It's tiresome enough to parse a command line, but harder still if you have to deal with the varying character representations of Win32.
Introduction
Win32 console applications are ideal for many programming tasks. When writing such an application, a programmer faces the initial hurdle of deciding on command-line syntax and then writing a command-line parser to extract program arguments. In this article, I present some simple C++ classes that wrap main (or wmain) and parse the command line into switches, options, and strings.
These are "lightweight" classes. They are meant to be easy to understand and use, rather than a bulky application framework. A user of these classes starts a new console application by deriving from CConsoleApp. Calls to member functions GetSwitch, GetOption, and GetString retrieve command-line arguments. The user completes the application by "fleshing out" the virtual member functions init, main, deinit, and usage.
This implementation relies on the C++ Standard library and uses the built-in support for string, wstring, list, and iterators. The generic text mappings in tchar.h (a Microsoft-specific header) handle strings and characters. Consequently, my implementation supports console applications using either SBCS (single-byte character sets) or Unicode. The library is built as a static library (conlib.lib) and is targeted for Windows 9x/NT.
The Console Application Framework
The core class for the framework is CConsoleApp. This class is defined in conapp.h (see Figure 1). A CConsoleApp application derives a class from CConsoleApp and creates a single global instance of the derived class. Here is an application skeleton:
class CTrivialApp : public CConsoleApp {}; CTrivialApp App; inline CConsoleApp* GetConApp() { return &App; }Instead of implementing a main function and fiddling with argc and argv, the class user overrides the CConsoleApp member functions init, main, deinit, and usage. _tmain, the console app's entry point, calls these functions. _tmain, a friend function of CConsoleApp, is implemented in the library. _tmain maps to main for SBCS apps and to wmain for Unicode apps. Figure 2 shows the implementation of _tmain.
_tmain first retrieves a pointer to the derived class via a call to GetConApp, a global function defined by the class user. This pointer allows _tmain to access member functions of CConsoleApp and its derived class.
The remainder of _tmain is straightforward. ParseCmdline, the base-class member function, parses the command line. Then, the application's init function is called. If init returns false, the application exits with the return value m_ExitCode. If the flag m_ShowUsage is true, the application's usage function is called before exit. If init succeeds and returns true, the application's main function executes. When main completes and returns, the deinit function is called before the application exits with the return code m_ExitCode.
CConsoleApp also inherits several member functions from its base class, CModule. The constructor for CModule calls the Win32 API GetModuleFilename to determine the complete pathname of the application.

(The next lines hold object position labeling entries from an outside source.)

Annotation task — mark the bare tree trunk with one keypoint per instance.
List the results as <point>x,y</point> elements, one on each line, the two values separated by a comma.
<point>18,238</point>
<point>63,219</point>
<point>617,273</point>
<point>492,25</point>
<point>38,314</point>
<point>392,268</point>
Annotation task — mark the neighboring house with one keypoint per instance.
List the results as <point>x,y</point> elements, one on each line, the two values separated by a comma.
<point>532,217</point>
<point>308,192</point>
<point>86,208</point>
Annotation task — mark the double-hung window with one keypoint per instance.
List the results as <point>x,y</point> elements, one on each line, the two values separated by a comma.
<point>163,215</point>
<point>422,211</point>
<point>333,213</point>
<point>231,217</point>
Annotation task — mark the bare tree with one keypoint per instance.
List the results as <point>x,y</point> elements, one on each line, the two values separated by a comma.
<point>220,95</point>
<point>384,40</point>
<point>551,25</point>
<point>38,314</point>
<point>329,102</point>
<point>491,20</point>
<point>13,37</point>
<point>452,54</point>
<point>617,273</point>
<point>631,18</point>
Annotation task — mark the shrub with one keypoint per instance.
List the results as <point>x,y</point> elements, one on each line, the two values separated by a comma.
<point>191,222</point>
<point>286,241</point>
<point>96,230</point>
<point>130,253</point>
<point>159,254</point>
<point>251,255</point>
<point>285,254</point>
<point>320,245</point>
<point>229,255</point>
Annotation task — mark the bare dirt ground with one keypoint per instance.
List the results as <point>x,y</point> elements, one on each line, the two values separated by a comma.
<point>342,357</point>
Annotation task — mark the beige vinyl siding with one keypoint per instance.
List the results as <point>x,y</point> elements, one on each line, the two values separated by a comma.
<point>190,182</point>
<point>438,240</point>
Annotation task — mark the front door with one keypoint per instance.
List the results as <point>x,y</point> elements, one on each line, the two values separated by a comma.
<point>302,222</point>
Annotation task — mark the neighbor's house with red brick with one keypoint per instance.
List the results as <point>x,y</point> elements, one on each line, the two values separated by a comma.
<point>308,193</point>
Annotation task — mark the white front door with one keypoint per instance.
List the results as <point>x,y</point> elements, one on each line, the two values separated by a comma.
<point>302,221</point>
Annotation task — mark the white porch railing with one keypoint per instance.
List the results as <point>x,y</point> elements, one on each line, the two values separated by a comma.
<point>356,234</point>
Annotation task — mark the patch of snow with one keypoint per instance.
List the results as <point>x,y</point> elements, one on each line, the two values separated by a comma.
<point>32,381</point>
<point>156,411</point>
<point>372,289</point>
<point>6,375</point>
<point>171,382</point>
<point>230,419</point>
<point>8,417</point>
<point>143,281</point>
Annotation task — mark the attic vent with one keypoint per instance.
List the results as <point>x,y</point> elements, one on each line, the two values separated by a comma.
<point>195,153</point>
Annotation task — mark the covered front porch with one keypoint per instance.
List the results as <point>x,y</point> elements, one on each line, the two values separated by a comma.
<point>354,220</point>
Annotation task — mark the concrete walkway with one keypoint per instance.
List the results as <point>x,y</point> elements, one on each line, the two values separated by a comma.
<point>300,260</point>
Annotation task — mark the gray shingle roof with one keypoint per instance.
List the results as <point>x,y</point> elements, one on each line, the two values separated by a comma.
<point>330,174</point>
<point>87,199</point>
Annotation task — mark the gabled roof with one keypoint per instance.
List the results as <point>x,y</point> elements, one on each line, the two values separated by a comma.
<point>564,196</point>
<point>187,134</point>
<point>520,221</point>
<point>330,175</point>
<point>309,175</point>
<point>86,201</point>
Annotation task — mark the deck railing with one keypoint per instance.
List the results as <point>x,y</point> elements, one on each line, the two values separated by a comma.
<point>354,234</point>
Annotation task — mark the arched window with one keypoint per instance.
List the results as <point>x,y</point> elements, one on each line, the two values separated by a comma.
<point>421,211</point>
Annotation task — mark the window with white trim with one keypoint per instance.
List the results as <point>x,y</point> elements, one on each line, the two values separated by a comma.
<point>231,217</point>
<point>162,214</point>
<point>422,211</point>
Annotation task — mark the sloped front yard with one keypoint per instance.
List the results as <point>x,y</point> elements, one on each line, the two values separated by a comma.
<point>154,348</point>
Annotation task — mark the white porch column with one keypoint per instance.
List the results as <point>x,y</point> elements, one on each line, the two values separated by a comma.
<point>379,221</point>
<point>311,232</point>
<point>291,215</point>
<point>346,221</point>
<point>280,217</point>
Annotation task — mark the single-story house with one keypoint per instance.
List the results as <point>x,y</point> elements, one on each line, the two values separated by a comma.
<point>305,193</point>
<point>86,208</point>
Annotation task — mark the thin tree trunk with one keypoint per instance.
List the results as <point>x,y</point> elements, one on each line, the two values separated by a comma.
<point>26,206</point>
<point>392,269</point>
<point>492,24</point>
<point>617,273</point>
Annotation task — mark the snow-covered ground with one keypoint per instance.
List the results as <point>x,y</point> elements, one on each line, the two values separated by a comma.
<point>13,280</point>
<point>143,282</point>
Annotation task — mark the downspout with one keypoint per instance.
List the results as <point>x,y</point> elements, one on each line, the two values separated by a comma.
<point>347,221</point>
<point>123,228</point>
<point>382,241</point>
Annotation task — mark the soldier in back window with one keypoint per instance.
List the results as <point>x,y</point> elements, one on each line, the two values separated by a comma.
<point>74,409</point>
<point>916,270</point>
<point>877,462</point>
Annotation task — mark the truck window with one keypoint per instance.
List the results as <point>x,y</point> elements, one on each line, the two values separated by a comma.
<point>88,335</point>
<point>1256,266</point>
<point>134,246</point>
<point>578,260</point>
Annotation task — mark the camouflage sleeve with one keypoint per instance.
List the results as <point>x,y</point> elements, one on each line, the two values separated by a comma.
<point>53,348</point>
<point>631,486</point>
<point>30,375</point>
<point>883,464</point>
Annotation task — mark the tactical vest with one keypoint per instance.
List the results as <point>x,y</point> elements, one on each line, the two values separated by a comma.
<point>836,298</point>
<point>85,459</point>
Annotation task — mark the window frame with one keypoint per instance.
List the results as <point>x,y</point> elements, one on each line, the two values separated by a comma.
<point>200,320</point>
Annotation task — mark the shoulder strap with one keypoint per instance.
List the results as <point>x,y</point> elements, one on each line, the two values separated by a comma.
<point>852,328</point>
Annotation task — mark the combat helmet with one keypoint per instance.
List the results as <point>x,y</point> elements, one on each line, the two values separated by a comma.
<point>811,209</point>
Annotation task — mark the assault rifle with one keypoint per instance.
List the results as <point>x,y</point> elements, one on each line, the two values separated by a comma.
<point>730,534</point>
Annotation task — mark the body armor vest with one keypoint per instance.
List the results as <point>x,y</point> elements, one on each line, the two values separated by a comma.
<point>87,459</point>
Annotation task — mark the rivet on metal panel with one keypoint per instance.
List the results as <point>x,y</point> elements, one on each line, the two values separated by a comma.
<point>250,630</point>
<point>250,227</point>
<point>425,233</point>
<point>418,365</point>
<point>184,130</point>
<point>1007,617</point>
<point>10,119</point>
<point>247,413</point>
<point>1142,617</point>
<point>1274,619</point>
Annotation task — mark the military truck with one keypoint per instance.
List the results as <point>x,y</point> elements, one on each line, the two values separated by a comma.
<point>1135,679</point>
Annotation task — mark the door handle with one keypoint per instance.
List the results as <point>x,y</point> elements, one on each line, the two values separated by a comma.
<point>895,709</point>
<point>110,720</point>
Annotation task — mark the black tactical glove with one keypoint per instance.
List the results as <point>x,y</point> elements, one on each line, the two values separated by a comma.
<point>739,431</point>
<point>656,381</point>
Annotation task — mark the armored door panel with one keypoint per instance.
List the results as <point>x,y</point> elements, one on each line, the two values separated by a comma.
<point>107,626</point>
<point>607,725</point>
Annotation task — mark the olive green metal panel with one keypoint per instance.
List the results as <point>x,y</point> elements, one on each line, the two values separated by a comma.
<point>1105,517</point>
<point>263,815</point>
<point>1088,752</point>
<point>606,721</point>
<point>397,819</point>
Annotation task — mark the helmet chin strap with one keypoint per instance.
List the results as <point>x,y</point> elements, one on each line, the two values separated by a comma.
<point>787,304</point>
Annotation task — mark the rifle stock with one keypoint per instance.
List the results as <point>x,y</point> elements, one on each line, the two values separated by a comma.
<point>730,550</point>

Various parts of the pathname can be accessed using CModule's member functions (see Figure 3).
Parsing the Command Line
Prior to calling the application entry points (init, main, deinit, and usage), ParseCmdline parses the command line (see Figure 4). This member function parses the application command line into a list of CCmdArg (see Figure 5) tokens. This list is stored as the class member arglist. arglist will be empty if the application does not have any command-line arguments.
ParseCmdline does not use argc or argv from _tmain; instead, it gets the "raw" command line using the Win32 API, GetCommandLine. This character string is converted to class tstring, where tstring maps to class string for SBCS apps and class wstring for Unicode apps. As far as ParseCmdline is concerned, a token is any substring of non-whitespace characters that is delimited by whitespace characters. A token may also be delimited by a pair of double quotes, in which case it may include embedded whitespace. AddToArglist constructs a CCmdArg for each extracted tstring that is passed to it and then adds it to arglist. The very first token in the command line is excluded from the list, since it corresponds to the executable's pathname.
Once a token is extracted, it is converted into a CCmdArg object and added to the arglist. Each CCmdArg object is given a type of CmdSwitch, CmdOption, or CmdString. Along with the type, all or a portion of the token string is stored as well. If a token starts with a '-' or '/' character, it is either a CmdSwitch or a CmdOption. A CmdOption is a CmdSwitch with a trailing ':' character followed by an option value. A CmdString is any token that does not start with a switch character ('-' or '/'). Table 1 shows some examples.
AddToArglist, shown in Figure 6, converts a tstring into a CCmdArg object. The constructors for class CCmdArg take a type and either one or two tstrings. If the input string is a CmdSwitch, then the tstring stored with the CCmdArg object does not include the switch character. If the input string is a CmdOption, then two tstrings, the option name tstring (without the switch character) and an option value tstring (without the option delimiter), are stored with the CCmdArg object. For a CmdString, the entire input tstring is stored in the CCmdArg object.
The CCmdArg objects, which represent the tokens of the command line, are stored in a list, the arglist member of CConsoleApp. Elements are appended to the end of the list using the push_back function, which stores CCmdArg tokens in order from the start to the end.
Accessing the Tokens
Once the command line has been parsed into a list of CCmdArg objects, it is easy to perform operations on the list. One common operation is to test for the presence of a particular switch in the command line. CConsoleApp supplies the member function TestSwitch for this purpose. TestSwitch takes two arguments, the name of the switch and a Boolean instructing whether or not to remove a matching CCmdArg from arglist. TestSwitch returns true if the named switch is present in the command line.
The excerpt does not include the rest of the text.